Reference

Tarot glossary

Tarot has its own working vocabulary, arcana, suit, spread, and the terms below cover the ones you'll meet most often, defined plainly and without the jargon that usually surrounds them.

What do "Major" and "Minor Arcana" mean?

They're the deck's two halves. The Major Arcana is 22 named, numbered cards, The Fool through The World, each standing for a large theme like change, love, or loss. The Minor Arcana is the other 56 cards, closer to a diary of daily life: routines, small decisions, passing moods. When a Major Arcana card turns up in a reading, it usually marks something with real weight. When it's Minor Arcana throughout, the reading is likely about the texture of an ordinary week. Both halves together make up the 78-card deck. For the full list of Major cards and what each one means, see the Major Arcana guide.

What is a suit, and what are pip and court cards?

A suit is one of the four families that make up the Minor Arcana: Wands, Cups, Swords, and Pentacles, each tied to a different slice of life (drive, feeling, thought, and material matters, respectively). Within each suit, the numbered cards, Ace through Ten, are called pip cards or "number cards," and they carry a shared numerology across all four suits: every Three, for instance, touches on growth or a first result, whichever suit it lands in. The remaining four cards in each suit, Page, Knight, Queen, King, are court cards, usually read as a person, a role you're playing, or a way of approaching something. The suits guide, court cards guide, and numerology guide each go deeper into one of these threads.

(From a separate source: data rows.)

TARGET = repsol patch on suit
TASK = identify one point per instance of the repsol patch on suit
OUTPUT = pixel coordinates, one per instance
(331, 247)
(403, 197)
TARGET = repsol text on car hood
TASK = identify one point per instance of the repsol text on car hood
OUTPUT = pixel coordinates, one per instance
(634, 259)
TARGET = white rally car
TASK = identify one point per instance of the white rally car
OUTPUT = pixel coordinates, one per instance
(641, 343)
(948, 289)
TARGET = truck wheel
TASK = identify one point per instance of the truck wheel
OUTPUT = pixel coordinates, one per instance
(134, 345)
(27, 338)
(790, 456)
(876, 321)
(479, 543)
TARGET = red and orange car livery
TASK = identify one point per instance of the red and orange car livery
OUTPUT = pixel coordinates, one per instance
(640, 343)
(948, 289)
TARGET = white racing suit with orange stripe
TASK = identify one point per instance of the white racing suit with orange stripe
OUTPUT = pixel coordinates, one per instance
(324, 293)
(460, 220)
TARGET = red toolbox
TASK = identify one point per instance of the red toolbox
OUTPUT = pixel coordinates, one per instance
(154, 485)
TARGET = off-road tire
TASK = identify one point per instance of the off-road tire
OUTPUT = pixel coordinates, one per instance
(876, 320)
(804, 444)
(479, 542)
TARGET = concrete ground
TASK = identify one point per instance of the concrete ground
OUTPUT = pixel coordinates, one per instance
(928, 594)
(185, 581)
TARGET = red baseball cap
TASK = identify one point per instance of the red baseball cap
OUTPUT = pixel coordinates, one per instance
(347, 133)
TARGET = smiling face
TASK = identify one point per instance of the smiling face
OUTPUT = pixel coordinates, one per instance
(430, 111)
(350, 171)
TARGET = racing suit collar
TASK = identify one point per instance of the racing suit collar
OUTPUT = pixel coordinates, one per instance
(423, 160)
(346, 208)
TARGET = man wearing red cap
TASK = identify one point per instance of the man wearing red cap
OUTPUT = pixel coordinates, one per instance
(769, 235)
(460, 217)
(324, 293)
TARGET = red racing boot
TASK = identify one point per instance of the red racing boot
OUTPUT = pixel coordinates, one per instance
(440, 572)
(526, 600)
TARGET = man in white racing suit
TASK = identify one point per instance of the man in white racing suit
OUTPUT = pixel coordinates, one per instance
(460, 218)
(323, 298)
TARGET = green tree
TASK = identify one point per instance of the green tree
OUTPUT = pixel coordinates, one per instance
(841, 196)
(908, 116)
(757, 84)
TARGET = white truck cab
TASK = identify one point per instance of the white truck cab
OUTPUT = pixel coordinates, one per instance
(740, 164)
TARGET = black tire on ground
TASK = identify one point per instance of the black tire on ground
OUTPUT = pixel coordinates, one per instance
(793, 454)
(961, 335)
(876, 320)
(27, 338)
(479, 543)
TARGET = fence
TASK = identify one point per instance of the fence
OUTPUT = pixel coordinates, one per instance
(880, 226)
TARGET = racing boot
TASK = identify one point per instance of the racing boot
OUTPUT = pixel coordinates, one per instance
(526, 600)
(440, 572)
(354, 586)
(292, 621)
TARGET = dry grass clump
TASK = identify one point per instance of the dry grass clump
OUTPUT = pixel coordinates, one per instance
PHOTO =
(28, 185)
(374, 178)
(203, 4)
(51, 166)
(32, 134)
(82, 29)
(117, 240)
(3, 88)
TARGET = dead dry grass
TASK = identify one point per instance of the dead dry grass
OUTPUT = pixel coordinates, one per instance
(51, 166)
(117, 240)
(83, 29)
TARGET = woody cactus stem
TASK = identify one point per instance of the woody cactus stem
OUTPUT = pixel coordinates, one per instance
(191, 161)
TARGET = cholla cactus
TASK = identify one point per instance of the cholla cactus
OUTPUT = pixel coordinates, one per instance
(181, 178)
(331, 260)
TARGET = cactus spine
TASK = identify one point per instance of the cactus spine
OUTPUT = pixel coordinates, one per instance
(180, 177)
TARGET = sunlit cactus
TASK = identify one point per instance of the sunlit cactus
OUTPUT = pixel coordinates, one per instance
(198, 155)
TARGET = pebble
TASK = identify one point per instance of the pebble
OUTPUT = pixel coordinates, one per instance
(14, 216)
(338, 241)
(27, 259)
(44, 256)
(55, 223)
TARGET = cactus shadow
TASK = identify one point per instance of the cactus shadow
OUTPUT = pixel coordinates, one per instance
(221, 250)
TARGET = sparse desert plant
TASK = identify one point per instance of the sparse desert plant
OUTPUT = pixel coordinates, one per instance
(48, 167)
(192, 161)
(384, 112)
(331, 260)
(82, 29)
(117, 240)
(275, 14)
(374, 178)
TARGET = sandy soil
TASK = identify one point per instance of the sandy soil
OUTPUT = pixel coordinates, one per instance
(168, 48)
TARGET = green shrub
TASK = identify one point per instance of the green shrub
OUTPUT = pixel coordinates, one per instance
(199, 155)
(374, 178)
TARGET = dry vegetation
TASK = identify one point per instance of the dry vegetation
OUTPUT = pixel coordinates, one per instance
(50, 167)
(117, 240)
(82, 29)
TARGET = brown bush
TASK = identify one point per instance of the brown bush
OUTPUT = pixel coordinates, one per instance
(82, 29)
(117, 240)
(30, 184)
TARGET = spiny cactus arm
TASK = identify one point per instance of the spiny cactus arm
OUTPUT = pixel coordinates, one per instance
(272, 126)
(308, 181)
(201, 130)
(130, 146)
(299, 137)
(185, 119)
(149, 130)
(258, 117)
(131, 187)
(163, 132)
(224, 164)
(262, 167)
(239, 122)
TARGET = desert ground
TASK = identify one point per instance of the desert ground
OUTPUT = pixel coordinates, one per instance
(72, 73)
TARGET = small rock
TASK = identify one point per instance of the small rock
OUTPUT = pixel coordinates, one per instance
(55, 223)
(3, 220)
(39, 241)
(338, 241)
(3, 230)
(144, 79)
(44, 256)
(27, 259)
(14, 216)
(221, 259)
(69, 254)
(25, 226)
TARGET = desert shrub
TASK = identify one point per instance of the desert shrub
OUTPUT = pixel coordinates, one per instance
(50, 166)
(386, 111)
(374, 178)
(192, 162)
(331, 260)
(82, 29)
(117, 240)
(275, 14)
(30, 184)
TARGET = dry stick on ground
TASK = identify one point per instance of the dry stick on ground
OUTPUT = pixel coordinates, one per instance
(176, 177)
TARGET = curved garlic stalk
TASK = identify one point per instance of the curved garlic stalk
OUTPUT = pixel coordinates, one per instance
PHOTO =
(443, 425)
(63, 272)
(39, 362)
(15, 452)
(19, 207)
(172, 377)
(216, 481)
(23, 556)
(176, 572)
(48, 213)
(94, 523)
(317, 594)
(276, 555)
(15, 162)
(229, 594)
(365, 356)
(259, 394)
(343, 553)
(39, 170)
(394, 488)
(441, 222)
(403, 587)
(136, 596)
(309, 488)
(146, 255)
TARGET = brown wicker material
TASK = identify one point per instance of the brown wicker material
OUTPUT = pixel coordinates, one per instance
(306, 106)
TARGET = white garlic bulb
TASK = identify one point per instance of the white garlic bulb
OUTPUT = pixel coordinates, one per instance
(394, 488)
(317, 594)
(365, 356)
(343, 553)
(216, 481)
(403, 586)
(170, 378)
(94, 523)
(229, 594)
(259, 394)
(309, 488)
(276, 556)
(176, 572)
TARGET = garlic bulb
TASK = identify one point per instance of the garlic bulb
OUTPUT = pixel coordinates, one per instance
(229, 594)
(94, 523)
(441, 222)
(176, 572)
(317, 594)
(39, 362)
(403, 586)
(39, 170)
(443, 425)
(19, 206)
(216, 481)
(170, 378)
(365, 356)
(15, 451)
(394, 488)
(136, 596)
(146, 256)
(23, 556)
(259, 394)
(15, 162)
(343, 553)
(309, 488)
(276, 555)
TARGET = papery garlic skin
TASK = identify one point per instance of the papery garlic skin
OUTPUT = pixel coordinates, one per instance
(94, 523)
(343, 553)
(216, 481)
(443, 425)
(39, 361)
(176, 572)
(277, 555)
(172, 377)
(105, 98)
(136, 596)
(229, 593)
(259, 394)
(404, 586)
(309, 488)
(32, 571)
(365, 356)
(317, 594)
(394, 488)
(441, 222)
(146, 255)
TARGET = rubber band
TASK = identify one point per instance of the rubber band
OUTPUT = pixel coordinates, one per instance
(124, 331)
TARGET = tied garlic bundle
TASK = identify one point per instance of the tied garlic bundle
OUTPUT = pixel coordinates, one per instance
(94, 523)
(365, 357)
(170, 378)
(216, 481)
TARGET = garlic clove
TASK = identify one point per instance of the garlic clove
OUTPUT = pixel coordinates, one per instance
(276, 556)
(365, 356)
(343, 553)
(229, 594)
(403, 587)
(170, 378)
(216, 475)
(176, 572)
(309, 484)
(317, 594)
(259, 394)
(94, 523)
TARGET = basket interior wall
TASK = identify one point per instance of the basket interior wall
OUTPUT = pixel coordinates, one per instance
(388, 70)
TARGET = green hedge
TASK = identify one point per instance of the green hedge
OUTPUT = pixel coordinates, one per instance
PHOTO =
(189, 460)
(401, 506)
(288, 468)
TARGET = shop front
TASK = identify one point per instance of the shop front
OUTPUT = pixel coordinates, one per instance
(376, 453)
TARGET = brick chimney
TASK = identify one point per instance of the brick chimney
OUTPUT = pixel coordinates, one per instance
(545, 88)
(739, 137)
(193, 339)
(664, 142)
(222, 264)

What do "querent," "upright," and "reversed" mean?

The querent is simply the person a reading is for, you or whoever you're reading for. A card dealt right side up is read upright, at its full, plain meaning. A card that lands upside down relative to the querent is reversed, and that usually softens, blocks, or turns the upright meaning inward rather than flipping it into an opposite. Reversals are optional, not a requirement of a "correct" reading; plenty of readers work upright only. The reversals guide walks through the four common ways a reversal shifts a card's meaning.

What are a spread and a significator?

A spread is the layout you deal cards into, a fixed set of positions where each spot asks its own question ("past," "what's blocking you," "likely outcome"). A three-card spread and a Celtic Cross are both spreads; the difference is how many positions they use and what each one is asking. A significator is an older practice: a card chosen before the shuffle to stand in for the querent or the situation, then set aside or placed at the center of the spread as an anchor. Most readers today skip this step, but you'll still see it in classic spread instructions. Browse working layouts in the spreads guide.

What are elemental dignities and the Fool's Journey?

Elemental dignities is a technique for reading how neighboring cards support or clash with each other, based on the classical elements each suit carries (Wands as fire, Cups as water, Swords as air, Pentacles as earth); a fire card next to a water card, for example, is read as tension rather than agreement. It's an advanced layer, not something you need for a first reading. The Fool's Journey is a different idea entirely: reading the 22 Major Arcana in sequence as one continuous story, from the open-eyed beginning of The Fool to the completion of The World, with each card marking a stage a person moves through over time.

Where does the word "tarot" come from, and what is cartomancy?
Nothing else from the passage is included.